ECMWFCode4Earth / challenges_2024

Discover the ECMWF Code for Earth 2024 challenges
46 stars 4 forks source link

Challenge 32 - Dynamic CDS Quality of Service (QoS) Rules based on real time system monitoring #10

Open RubenRT7 opened 4 months ago

RubenRT7 commented 4 months ago

Challenge 32 - Dynamic CDS Quality of Service (QoS) Rules based on real time system monitoring

Stream 3 - Software Development for Earth Sciences applications

Goal

At the core of the CDS Engine are the QoS rules. These rules allow the broker component to handle and prioritize the dispatch of requests submitted to CDS, control user traffic, give priorities to certain types of users and requests, manage system workload, etc. Conditions for the rules are dependent on system workload and traffic.

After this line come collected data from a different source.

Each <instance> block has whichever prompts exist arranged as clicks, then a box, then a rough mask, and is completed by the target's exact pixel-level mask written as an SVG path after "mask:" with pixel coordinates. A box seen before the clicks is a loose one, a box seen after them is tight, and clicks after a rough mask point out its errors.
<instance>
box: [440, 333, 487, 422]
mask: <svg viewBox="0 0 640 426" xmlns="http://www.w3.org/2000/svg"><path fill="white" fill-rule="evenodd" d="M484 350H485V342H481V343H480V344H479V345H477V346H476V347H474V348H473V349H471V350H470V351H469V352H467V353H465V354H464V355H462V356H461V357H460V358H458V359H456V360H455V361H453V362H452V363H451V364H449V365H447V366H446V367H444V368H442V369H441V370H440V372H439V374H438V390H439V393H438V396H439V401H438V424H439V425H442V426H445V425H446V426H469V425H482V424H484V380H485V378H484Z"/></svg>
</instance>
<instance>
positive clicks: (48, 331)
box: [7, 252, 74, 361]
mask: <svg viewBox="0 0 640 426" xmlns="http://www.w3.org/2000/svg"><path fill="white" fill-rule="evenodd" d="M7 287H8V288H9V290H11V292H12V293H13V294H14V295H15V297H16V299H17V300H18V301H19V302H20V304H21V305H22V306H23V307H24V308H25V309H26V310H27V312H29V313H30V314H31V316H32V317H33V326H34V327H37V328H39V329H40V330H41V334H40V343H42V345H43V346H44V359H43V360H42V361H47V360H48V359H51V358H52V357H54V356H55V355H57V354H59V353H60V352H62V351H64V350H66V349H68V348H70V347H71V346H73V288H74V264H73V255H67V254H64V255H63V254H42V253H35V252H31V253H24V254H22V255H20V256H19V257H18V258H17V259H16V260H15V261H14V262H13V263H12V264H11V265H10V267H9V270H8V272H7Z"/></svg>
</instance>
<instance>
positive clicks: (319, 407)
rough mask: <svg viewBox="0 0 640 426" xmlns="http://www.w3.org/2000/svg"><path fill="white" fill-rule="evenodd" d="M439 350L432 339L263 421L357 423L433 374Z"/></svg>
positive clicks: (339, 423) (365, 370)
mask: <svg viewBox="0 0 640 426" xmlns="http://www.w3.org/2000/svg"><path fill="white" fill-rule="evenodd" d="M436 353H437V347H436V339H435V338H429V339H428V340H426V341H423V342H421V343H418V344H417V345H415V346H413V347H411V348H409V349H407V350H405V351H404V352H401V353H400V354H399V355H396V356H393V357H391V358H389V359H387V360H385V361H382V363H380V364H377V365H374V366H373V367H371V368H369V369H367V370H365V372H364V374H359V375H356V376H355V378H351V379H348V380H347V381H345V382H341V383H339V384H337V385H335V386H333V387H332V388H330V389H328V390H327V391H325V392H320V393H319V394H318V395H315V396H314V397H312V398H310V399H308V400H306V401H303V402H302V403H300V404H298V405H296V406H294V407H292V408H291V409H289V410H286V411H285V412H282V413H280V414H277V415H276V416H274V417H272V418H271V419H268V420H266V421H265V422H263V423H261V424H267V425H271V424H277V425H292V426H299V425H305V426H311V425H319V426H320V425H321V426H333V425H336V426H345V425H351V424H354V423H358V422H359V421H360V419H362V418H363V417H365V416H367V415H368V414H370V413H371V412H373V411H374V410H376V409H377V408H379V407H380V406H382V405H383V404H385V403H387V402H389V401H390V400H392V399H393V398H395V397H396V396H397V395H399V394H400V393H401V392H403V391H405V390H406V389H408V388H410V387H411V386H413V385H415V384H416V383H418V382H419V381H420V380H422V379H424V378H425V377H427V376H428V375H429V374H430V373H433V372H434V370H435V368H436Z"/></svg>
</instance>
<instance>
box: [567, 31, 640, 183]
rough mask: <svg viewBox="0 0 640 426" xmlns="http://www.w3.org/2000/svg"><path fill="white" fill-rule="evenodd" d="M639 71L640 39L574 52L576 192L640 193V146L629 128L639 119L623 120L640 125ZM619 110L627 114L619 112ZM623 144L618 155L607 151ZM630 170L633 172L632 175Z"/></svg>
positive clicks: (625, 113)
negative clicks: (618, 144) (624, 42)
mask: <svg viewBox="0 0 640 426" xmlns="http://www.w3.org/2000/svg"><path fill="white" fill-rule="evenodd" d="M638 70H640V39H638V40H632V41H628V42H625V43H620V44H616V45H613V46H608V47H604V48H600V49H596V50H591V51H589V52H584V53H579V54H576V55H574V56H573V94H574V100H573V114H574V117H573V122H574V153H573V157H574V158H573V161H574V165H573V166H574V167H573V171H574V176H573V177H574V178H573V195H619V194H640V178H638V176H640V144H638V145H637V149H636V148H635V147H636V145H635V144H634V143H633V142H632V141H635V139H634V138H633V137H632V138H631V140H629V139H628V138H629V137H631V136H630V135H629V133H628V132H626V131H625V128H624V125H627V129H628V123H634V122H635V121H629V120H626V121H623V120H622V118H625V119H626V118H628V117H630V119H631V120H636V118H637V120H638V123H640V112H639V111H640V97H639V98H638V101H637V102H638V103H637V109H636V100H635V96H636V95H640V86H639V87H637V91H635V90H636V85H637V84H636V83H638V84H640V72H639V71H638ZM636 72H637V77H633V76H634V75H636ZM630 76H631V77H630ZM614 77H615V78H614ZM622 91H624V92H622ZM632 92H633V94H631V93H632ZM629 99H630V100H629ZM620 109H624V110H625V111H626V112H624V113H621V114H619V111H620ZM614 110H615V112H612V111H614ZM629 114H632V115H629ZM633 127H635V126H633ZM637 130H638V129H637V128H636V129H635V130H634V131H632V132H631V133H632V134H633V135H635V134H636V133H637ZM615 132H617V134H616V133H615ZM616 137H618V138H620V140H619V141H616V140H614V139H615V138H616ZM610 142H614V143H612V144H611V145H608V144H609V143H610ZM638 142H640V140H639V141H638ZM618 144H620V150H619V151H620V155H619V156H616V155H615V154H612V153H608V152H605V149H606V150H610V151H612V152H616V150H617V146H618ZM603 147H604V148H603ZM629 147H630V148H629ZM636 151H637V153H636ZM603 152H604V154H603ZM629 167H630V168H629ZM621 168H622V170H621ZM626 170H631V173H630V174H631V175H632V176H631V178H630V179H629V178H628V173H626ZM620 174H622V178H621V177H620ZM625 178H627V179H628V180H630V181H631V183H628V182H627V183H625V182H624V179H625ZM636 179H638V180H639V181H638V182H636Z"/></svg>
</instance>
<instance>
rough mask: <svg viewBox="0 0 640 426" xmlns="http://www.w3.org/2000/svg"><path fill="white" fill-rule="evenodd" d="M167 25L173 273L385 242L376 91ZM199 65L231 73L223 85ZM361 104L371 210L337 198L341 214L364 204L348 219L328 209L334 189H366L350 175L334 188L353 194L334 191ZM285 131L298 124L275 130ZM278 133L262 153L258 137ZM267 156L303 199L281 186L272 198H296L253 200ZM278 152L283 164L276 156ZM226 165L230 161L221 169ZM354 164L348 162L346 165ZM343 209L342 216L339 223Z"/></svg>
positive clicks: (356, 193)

The goal of this challenge is to create the required intelligence for the CDS to automatically configure these rules based on system status or expected projections.

Mentors and skills


Challenge description

Problem: In the current CDS management of QoS rules is done manually based mostly on monitoring observations and intuition about the workload of the system over time. Some of these rules have been then identified as suitable to be automatised based on the outputs of logs and monitoring tools which provide a real time view of the status of the system and keep record of past tendencies.

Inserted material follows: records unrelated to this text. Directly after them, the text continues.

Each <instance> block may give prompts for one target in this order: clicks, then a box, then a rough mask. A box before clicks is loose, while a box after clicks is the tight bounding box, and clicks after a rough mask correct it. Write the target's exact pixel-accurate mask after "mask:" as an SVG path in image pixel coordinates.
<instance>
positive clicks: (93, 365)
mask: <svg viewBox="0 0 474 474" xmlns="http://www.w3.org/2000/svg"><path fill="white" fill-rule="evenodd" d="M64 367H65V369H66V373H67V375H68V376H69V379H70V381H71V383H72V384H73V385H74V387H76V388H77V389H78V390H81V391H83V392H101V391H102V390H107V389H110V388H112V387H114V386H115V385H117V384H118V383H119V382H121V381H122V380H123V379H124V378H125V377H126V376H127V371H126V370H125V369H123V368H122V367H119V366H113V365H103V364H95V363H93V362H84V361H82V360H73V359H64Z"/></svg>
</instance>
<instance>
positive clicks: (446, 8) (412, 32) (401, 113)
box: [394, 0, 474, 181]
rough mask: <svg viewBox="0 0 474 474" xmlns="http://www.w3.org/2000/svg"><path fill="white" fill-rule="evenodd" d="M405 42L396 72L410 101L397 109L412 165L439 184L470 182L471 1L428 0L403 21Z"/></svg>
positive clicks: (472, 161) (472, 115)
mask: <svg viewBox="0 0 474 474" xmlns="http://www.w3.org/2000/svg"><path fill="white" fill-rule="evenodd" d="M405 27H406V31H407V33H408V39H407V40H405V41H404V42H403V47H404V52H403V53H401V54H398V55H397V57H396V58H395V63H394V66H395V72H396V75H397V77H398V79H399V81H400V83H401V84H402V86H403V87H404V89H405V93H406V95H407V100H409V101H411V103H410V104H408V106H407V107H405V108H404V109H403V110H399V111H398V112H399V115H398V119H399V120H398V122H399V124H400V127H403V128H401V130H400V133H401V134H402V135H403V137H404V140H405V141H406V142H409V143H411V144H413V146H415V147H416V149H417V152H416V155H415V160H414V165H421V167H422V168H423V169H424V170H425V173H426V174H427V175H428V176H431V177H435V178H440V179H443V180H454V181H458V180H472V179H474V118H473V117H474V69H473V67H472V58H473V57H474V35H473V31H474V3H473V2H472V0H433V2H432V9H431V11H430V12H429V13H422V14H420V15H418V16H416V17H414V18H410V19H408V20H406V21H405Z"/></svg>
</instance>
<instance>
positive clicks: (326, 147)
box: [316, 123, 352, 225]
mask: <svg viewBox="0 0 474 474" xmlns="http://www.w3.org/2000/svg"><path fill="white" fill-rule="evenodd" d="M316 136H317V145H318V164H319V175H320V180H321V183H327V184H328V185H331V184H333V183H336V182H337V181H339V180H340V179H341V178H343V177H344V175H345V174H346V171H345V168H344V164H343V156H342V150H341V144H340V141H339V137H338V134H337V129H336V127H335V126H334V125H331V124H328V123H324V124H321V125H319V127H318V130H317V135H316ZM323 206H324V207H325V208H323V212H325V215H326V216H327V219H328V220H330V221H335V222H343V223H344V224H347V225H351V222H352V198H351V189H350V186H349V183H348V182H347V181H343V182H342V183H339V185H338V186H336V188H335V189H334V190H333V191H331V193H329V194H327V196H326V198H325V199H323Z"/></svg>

Data/System to be used: QoS rules are kept and administered in a text file within the system. Logs all the different components of the system are collected and centralised by the metrics component to be pre-processed for early warnings, real time indicators and then indexed into Splunk. Python is used for this post-processing. This component will be hosting the potential output of this challenge. Access to logs will be provided.

Solution: The proposed solution will focus on a small set of these QoS rules. Basically those that are directly in control of the user concurrency for accessing certain data repositories. The solution will create as outputs the values that these rules should be taken at any moment in time, with time frequency to de defined.

Ideas for implementation: All the information about the QoS rules and how these are administered will be provided by the mentors. They will also describe the content of each of the different logs. Proposed script is expected to run as cronjob.